Hokwana had been practising for five years, including two years of articles, when she was approached by a man accused of shoplifting who asked her to represent him. The man was unemployed and the only valuable item he could think of was his gold tooth.

“I was going to appear in about three or four courts that day, so I had a matter at criminal court, I had a matter in maintenance court, I had a matter in civil court and I think I had debt review case that I also had. So I asked for the matter to stand down for me to be able to speak to him,” she said.

“I was able to get some sort of background into his case and his financial situation. At the time, he was unemployed. His matter had been postponed numerous times.

“He did not trust his Legal Aid attorneys. So there was just a lot that was going on with him. He then approached me to see if I would be able to make the same request to the magistrate and the state for the charges to be provisionally withdrawn until such time that the state was ready to proceed.

“But at the time, he was not a client of mine and there was a process in my law firm that all clients must sign a service-level agreement that a deposit must be paid. A client had to go through all those steps before I could represent him.”

Hokwana said she spoke to the prosecutor and asked that the matter be stood down so that she could take instructions.

“The only way I could be able to deal with the matter would be to try to find an attorney who specialises in criminal law because at the time I was not specialising in criminal law. It was an area of law I was not interested in. I just happened to have criminal law clients and I was the only one in my firm that had criminal law experience,” she said.

“I was able to find a friend of mine who specialised in criminal law and was able to make representations after proper consultation to be able to present argument in court for the charges to be withdrawn.

“It was a sad reality of the state of people going through the justice system because there is no reason why a charge of shoplifting should be postponed for five, six times. There is no reason for an accused to be denied bail for shoplifting.

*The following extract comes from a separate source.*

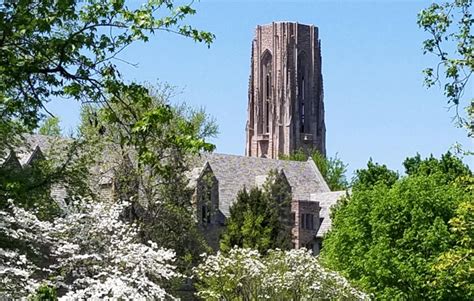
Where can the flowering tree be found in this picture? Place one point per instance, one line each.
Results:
(245, 274)
(88, 253)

“This is a person who is unemployed and our criminal justice system is expecting that person to be at court every single time — only for the matter to be postponed.”

Hokwana said she became very emotional when the accused offered to take out his tooth and offer it to her as payment.

“I said: ‘You can keep it.’ 

“I think it was one of those detachable ones and he said he had paid — while he was still working — R2,500 for it to be inserted.

“When a person in that position is in financial distress, you do not take what they have or what they see as something of value.

“All I could do for him was to find a friend who specialises in criminal law to take the matter pro bono [for free] as he could not afford legal representation.”